日曜なのにヒマです。 ゴールデン・ウイークが過ぎると、とたんに観光客のみなさんが少なくなり、これから暑くなるほうなので、地元消費もあまりふるいません。
きのうノン・アルコールビールの話から、酒質設計のことに話が展開しましたので今日はそのお話を少しばかり。
「竹生嶋は辛口ですか?」と質問される方がよくおいでになります。10年以上前、1級酒と2級酒だけで商売ができた時代は、おおざっぱな傾向についてお答えができたのですが、今は少量多品種が進み、私どものような場末の蔵元でも、原料米、酵母、仕込みの配合比率を違えて、9種類もの醪(もろみ)を立てています。

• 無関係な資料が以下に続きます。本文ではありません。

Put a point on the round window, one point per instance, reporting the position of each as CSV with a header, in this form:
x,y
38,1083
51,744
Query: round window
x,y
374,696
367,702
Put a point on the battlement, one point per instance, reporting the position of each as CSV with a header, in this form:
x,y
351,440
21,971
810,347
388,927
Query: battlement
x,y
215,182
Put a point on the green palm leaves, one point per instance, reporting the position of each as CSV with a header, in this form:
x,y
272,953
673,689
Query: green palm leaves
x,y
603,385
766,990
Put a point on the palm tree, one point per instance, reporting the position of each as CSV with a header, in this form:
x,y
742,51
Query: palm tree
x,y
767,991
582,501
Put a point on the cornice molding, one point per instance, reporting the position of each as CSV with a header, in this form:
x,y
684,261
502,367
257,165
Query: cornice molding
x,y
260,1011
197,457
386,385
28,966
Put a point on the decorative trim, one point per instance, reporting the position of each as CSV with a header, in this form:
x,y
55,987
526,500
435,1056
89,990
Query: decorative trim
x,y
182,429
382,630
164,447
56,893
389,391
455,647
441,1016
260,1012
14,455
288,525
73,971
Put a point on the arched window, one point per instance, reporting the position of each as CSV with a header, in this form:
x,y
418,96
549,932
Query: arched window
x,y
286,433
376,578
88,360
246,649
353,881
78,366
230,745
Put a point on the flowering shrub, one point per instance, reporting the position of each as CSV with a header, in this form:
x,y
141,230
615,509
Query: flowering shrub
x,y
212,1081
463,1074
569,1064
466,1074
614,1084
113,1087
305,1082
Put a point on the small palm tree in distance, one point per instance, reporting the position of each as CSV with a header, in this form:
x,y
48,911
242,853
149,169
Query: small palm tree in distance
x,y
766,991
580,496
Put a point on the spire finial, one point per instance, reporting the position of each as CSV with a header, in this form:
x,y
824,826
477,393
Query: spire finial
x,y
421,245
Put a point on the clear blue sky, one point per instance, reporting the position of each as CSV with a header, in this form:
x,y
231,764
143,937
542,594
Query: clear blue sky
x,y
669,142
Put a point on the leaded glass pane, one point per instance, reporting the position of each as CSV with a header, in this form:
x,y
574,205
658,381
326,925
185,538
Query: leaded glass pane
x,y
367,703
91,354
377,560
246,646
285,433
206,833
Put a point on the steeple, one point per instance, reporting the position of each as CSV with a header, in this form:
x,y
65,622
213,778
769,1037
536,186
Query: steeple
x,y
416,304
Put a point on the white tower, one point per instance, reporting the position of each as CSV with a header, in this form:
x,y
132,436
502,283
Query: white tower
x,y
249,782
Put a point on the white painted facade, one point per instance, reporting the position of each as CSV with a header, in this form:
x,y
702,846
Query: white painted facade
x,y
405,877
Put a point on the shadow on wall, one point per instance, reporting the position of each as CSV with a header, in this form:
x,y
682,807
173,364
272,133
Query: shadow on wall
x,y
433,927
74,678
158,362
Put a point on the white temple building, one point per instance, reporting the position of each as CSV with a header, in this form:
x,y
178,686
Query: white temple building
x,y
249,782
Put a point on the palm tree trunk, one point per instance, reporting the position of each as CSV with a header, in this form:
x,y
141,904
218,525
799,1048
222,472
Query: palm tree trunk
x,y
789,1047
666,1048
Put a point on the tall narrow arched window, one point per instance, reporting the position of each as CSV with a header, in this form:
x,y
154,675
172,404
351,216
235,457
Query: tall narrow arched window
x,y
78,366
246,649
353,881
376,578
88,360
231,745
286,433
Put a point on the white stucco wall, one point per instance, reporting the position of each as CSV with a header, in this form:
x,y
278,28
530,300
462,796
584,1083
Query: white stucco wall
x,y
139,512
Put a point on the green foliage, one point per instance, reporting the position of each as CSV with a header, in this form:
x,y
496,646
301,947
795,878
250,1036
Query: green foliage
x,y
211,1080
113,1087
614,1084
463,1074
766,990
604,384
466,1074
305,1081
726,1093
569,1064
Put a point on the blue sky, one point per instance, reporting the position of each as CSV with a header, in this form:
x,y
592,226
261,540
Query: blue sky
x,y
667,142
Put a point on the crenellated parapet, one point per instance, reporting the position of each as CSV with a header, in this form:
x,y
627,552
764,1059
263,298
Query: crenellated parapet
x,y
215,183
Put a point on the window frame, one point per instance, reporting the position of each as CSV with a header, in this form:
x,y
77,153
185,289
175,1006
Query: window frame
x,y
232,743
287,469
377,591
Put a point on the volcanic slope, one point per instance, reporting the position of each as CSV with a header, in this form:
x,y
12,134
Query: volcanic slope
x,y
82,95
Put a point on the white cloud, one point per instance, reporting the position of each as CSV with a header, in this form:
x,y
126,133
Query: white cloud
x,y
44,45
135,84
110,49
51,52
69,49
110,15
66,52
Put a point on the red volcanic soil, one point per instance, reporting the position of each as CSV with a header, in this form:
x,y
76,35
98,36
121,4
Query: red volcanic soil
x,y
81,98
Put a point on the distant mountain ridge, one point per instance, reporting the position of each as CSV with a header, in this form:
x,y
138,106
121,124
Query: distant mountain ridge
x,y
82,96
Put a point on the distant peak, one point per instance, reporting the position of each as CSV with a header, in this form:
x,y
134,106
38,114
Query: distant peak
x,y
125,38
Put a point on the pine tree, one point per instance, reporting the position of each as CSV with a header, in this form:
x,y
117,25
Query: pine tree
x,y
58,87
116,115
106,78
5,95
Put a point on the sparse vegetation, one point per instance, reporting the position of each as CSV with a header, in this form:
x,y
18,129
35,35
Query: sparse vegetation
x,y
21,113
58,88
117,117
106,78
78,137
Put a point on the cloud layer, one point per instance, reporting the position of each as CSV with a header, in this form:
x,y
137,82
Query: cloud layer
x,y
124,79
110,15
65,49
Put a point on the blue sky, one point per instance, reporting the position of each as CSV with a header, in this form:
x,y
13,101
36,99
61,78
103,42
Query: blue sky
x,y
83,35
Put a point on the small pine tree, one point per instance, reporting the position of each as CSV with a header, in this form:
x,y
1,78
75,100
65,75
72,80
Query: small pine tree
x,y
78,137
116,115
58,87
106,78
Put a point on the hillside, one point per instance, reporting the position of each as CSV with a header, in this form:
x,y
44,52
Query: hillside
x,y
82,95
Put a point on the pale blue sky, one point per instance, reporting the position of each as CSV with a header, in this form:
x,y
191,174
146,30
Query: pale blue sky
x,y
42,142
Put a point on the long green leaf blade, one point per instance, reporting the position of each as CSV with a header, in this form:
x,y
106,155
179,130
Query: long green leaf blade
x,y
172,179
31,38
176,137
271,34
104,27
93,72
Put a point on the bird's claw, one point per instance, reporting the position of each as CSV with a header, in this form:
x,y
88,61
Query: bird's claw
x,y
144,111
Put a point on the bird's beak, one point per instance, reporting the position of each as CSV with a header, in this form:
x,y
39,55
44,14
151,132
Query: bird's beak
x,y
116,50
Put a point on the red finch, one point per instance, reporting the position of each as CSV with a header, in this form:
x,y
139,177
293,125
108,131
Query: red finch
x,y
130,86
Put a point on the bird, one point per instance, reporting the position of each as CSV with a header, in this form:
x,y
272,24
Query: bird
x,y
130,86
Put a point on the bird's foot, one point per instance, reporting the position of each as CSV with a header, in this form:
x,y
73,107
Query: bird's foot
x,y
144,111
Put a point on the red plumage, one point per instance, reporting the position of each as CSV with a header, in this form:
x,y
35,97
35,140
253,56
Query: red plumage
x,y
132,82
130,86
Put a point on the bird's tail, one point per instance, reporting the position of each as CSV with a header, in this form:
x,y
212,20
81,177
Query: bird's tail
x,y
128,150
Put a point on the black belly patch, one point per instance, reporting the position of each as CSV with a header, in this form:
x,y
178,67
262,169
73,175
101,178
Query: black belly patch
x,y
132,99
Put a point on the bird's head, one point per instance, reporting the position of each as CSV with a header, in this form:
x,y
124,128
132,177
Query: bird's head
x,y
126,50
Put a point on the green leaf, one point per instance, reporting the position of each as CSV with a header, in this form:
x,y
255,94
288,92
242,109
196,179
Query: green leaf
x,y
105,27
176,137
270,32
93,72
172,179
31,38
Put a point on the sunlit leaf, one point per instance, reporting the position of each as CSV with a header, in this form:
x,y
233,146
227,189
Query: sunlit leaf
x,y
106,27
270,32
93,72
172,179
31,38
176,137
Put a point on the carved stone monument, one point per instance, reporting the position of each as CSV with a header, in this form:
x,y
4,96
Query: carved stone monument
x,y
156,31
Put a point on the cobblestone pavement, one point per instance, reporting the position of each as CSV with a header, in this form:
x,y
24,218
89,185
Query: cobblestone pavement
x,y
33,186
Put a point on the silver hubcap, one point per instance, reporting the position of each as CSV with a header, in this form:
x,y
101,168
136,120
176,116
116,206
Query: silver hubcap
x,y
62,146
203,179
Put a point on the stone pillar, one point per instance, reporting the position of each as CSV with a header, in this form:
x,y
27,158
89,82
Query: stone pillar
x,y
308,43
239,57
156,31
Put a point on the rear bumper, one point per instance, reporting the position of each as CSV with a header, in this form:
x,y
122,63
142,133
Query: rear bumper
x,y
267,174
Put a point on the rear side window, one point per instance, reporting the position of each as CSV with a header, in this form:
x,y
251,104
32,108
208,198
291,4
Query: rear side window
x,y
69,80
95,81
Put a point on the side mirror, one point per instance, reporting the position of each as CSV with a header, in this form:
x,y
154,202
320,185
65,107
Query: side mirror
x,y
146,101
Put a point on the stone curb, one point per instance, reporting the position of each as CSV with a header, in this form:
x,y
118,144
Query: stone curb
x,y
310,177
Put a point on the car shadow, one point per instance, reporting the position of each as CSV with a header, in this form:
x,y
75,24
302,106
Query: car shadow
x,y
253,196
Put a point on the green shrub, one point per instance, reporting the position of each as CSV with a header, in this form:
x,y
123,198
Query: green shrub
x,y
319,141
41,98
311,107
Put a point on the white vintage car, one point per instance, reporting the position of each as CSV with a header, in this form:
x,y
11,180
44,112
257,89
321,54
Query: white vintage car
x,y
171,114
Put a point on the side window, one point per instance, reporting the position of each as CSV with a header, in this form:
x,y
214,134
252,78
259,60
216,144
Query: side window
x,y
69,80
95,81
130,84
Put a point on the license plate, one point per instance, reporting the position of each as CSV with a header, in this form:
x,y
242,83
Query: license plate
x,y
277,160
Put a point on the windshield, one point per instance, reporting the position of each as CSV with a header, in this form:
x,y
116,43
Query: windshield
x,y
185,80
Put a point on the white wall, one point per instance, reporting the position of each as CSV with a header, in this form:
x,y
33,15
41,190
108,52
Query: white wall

当然味わいも違いますし、甘辛も商品によって意識的に変えています。
昔のように地元の米で、蔵内の井戸(発酵力に関係)で、蔵つきの酵母(協会7号酵母とか、9号酵母とか選択の余地がない)で仕込んでいれば、おのずと酒質も定まってきますが、今は酒質設計が可能になりました。
日本酒もすでに「原料や環境、杜氏の流儀によっておのずと酒質がきまる」時代から「意識的に酒質を決める」時代になっているのです。
ひと昔前、一世を風靡した「上善如水(じょうぜんみずのごとし)」というお酒は、当時、愛飲家が志向していた(今でもこのタイプが好みの方は多いのですが)「淡麗で、香り高い酒」を、極端にまでデフォルメした酒質設計の結果、生まれた商品だと私は考えます。
ただしかし、どんな商品展開をするにしても、ひとつの蔵の商品群には一貫した理念なり方針が必要だと考えます。とくに個性が求められる地酒蔵ほど強く「自分の蔵の酒はどういう考え方で造っているのか」を意識せねばなりません。そうしなければ、大手メーカーの物量と声高な宣伝力の前にたやすく蹴散らされてしまうでしょう。